Does lifetime variance happen in methd call expression

eadren · November 9, 2022, 9:17am

use std::marker::PhantomData;

struct CovarLifeTime<'a> {
    marker: PhantomData<&'a ()>,
}

impl<'a> CovarLifeTime<'a> {
    fn method_call<T>(&'a self, t: T) where T: 'a {}
}

fn main() {
    let long = CovarLifeTime{ marker:PhantomData};
    let short = String::from("abc");
    long.method_call(&short);
    
}

Here is a short example show method call expression care about lifetime variance.

long variable has longer lifetime than short. CovarLifeTime<'a>::method_call constraits that second parameter t should outlive than `a. But this code compiles successfully.

NOTE: CovarLifeTime is covariant over 'a. Is there any lifetime variance in method call expression? Is there any reference telling about this ?

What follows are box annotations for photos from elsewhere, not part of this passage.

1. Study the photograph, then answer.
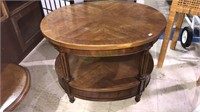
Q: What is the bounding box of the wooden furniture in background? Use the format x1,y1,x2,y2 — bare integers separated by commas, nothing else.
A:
40,1,166,102
0,64,31,112
157,0,200,68
0,0,44,63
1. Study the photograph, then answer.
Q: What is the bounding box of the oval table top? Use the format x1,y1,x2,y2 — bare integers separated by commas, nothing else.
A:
40,1,166,50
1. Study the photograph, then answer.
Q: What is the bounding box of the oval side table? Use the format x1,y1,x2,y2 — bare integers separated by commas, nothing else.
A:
40,1,166,102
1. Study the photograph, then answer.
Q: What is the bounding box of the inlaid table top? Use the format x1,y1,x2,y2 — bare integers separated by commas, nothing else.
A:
41,1,166,50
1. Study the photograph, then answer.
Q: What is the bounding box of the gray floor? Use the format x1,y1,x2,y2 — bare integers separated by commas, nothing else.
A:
14,0,200,112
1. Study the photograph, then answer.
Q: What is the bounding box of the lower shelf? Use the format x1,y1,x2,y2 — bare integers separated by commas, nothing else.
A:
55,54,153,101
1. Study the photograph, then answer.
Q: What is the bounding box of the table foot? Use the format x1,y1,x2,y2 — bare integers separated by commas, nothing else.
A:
135,95,142,102
69,96,75,103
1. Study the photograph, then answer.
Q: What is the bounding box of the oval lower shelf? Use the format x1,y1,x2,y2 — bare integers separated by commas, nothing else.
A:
56,54,153,101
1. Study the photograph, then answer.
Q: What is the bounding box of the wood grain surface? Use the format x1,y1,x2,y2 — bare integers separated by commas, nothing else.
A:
40,1,166,50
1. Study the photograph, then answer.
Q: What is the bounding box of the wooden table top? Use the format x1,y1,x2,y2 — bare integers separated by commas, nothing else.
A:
40,1,166,50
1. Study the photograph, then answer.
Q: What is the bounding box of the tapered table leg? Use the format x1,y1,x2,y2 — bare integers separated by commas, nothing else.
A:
157,11,176,68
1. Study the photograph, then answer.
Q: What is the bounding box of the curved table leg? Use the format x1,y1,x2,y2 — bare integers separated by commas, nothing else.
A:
135,50,153,102
56,53,75,103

semicoleon · November 9, 2022, 9:20am

As far as I know, the nomicon has the only comprehensive documentation on lifetime variance in rust

eadren · November 9, 2022, 9:21am

I've read about this. It only tells what is variance, but not tell in which context it will happen.

semicoleon · November 9, 2022, 9:30am

Variance is a property of the types, not a property of where they are used.

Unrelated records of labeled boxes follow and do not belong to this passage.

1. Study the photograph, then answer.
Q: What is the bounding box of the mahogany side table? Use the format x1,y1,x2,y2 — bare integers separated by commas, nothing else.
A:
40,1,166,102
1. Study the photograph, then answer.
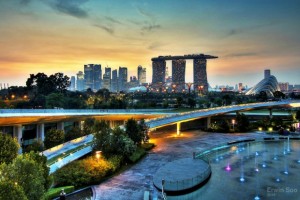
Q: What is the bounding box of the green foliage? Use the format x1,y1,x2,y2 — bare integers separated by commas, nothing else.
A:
65,127,83,142
0,155,45,200
54,156,117,188
46,93,65,109
92,121,136,157
0,180,28,200
45,186,74,200
82,118,96,135
236,113,250,132
141,143,155,151
125,118,144,144
23,151,53,190
26,73,70,95
273,91,285,99
44,129,65,149
129,147,146,163
0,132,20,164
23,140,44,152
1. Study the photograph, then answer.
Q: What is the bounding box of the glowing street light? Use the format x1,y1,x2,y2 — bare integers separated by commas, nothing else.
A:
96,151,102,160
231,119,235,132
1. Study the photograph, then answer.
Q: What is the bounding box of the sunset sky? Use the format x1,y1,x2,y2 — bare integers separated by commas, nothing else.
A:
0,0,300,86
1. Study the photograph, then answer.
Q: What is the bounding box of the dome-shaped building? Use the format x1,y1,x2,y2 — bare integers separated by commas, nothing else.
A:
246,76,280,97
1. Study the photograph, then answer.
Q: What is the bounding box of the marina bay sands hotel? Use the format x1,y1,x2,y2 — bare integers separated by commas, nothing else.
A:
151,54,218,92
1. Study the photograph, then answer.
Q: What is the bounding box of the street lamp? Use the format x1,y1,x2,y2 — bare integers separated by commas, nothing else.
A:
231,119,235,132
96,151,102,161
186,83,194,94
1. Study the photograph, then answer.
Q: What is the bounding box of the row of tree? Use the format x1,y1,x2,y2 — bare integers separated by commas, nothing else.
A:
0,133,52,200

eadren · November 9, 2022, 9:43am

Yes, I know that. But can you explain why the example compile successfully?

eadren · November 9, 2022, 9:44am

I truly know that CovarLifetime is covariant over lifetime parameter 'a. But I don't know why method_call is called successfully.

semicoleon · November 9, 2022, 9:53am

CovarLifeTime is covariant over 'a, which means that the borrow checker can choose a shorter lifetime for the method call.

If we expand the method call syntax it may be clearer what's happening

use std::marker::PhantomData;

struct CovarLifeTime<'a> {
    marker: PhantomData<&'a ()>,
}

impl<'a> CovarLifeTime<'a> {
    fn method_call<T>(&'a self, t: T) where T: 'a {}
}

fn main() {
    // Pretend we can give the lifetimes arbitrary names here
    let long: CovarLifeTime<'long> = CovarLifeTime{ marker:PhantomData};
    let short = String::from("abc");
    CovarLifeTime::<'short>::method_call(&long, &short);
    
}

The lifetime selected for the method call doesn't have to be the same lifetime present on the specific struct we call the method on, it just needs to satisfy the constraints of the method call.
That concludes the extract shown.